On Ethereum, gas is a unit that measures the computational work required to execute operations like transactions or smart contract functions. Each operation has a gas cost associated with it, ensuring that users pay for the exact amount of computational effort their actions require.

The gas limit is the total amount of gas that can be used in a block. If transactions in a block exceed this limit, they are either delayed to the next block or must compete for inclusion based on the gas price offered.

Raising the gas limit allows Ethereum to process more transactions or more complex operations within each block, thus improving network throughput and allowing the creation of sophisticated decentralized financial (DeFi) applications with minimal downtime.

"The new changes aren’t as major as sharding would have been, but it is true that this kind of ongoing work is essential if Ethereum is to remain relevant in the foreseeable future," Curve Finance founder Michael Egorov told CoinDesk in a Telegram message. "This incremental work ends up in Ethereum having the capacity to fit more transactions in a block which is usually realized when the gas limit is raised, like in Vitalik’s proposal."

"This is, all in all, a pretty natural step in Ethereum’s evolution, and we’ve seen it before. Developers introduce improvements that increase the number of transactions per block, helping Ethereum scale at the L1 level.
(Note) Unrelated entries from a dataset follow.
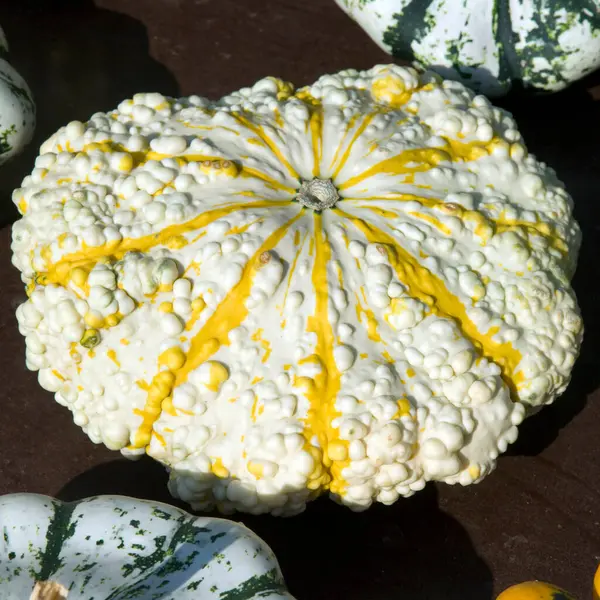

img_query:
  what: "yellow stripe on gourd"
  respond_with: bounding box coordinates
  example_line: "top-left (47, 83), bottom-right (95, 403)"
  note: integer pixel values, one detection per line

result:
top-left (338, 211), bottom-right (523, 400)
top-left (130, 211), bottom-right (302, 449)
top-left (231, 113), bottom-right (300, 179)
top-left (295, 213), bottom-right (349, 494)
top-left (37, 200), bottom-right (290, 286)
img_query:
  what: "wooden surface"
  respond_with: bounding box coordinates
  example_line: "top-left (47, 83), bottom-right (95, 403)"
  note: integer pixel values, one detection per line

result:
top-left (0, 0), bottom-right (600, 600)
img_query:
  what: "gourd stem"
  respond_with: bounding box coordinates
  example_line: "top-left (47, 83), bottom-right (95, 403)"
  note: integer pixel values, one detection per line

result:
top-left (296, 177), bottom-right (340, 212)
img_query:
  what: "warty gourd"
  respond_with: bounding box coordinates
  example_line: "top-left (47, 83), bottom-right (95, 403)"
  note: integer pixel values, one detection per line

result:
top-left (12, 65), bottom-right (582, 515)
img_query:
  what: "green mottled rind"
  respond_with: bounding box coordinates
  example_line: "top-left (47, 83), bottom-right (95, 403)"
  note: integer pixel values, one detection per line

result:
top-left (0, 494), bottom-right (293, 600)
top-left (336, 0), bottom-right (600, 96)
top-left (0, 28), bottom-right (35, 164)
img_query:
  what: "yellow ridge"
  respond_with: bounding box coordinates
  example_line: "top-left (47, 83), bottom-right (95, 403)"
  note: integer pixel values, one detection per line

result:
top-left (338, 211), bottom-right (523, 400)
top-left (296, 213), bottom-right (349, 494)
top-left (38, 200), bottom-right (290, 285)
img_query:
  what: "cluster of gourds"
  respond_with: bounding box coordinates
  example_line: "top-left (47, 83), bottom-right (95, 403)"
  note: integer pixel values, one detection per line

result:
top-left (0, 494), bottom-right (600, 600)
top-left (0, 0), bottom-right (600, 600)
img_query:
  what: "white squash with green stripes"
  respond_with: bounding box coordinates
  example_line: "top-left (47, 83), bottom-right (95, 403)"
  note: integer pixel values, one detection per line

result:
top-left (0, 494), bottom-right (293, 600)
top-left (336, 0), bottom-right (600, 96)
top-left (0, 27), bottom-right (35, 165)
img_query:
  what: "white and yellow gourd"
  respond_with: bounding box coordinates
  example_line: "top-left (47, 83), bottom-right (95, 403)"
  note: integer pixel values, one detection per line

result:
top-left (12, 66), bottom-right (582, 515)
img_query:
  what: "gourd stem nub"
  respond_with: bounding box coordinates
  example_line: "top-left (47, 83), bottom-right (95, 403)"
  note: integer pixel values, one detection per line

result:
top-left (296, 178), bottom-right (340, 212)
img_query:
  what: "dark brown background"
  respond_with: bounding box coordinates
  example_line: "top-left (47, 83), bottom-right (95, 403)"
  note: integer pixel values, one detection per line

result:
top-left (0, 0), bottom-right (600, 600)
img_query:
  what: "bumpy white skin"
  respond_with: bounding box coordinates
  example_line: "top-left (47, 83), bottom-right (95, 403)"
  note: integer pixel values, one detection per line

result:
top-left (13, 66), bottom-right (582, 515)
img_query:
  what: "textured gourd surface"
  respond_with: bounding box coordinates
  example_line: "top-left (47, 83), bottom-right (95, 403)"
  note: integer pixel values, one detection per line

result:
top-left (12, 66), bottom-right (582, 514)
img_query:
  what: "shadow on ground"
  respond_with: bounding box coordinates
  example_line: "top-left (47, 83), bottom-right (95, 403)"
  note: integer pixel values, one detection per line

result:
top-left (0, 0), bottom-right (178, 227)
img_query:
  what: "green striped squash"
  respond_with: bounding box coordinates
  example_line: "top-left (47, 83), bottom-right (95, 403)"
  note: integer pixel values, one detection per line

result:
top-left (0, 27), bottom-right (35, 165)
top-left (0, 494), bottom-right (293, 600)
top-left (336, 0), bottom-right (600, 96)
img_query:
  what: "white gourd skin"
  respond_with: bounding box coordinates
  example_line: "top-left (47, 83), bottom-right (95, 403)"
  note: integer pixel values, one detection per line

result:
top-left (0, 494), bottom-right (294, 600)
top-left (335, 0), bottom-right (600, 97)
top-left (12, 65), bottom-right (582, 515)
top-left (0, 27), bottom-right (35, 165)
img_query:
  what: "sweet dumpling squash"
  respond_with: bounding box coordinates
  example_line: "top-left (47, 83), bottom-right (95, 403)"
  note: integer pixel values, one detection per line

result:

It’s great to see this work continuing, keeping Ethereum well-positioned for future growth," Egorov added.

Higher gas limits also mean less congestion during peak times, which can make the network costly to use and turn users away to cheaper networks such as Solana.More network utility can add to investor demand for ETH, helping buoy the world’s second-largest token that has fallen out of investor favor in the past year.

Ether slumped Sunday to its lowest level against bitcoin since March 2021 as the world’s second-largest token extended losses against its larger rival.

One ether dropped to 0.03 BTC in January, as CoinDesk reported, almost 50% lower than a year ago, as bitcoin soared in the run-up to U.S. President-elect Donald Trump's inauguration.

The exchange rate for the two tokens, conventionally called the ETH/BTC ratio, peaked above 0.08 in 2022 and ETH's value proposition has been on the decline ever since.

https://x.com/VitalikButerin/status/1886580315965009964

In addition, the upcoming Pectra upgrade is expected to double the capacity of layer-2 networks — or blockchains that operate atop Ethereum — by increasing the blob target from 3 to 6."Blobs" are large data packets used by layer-2 networks to store data for a certain time period, with 3 blobs included in each Ethereum block as of Tuesday.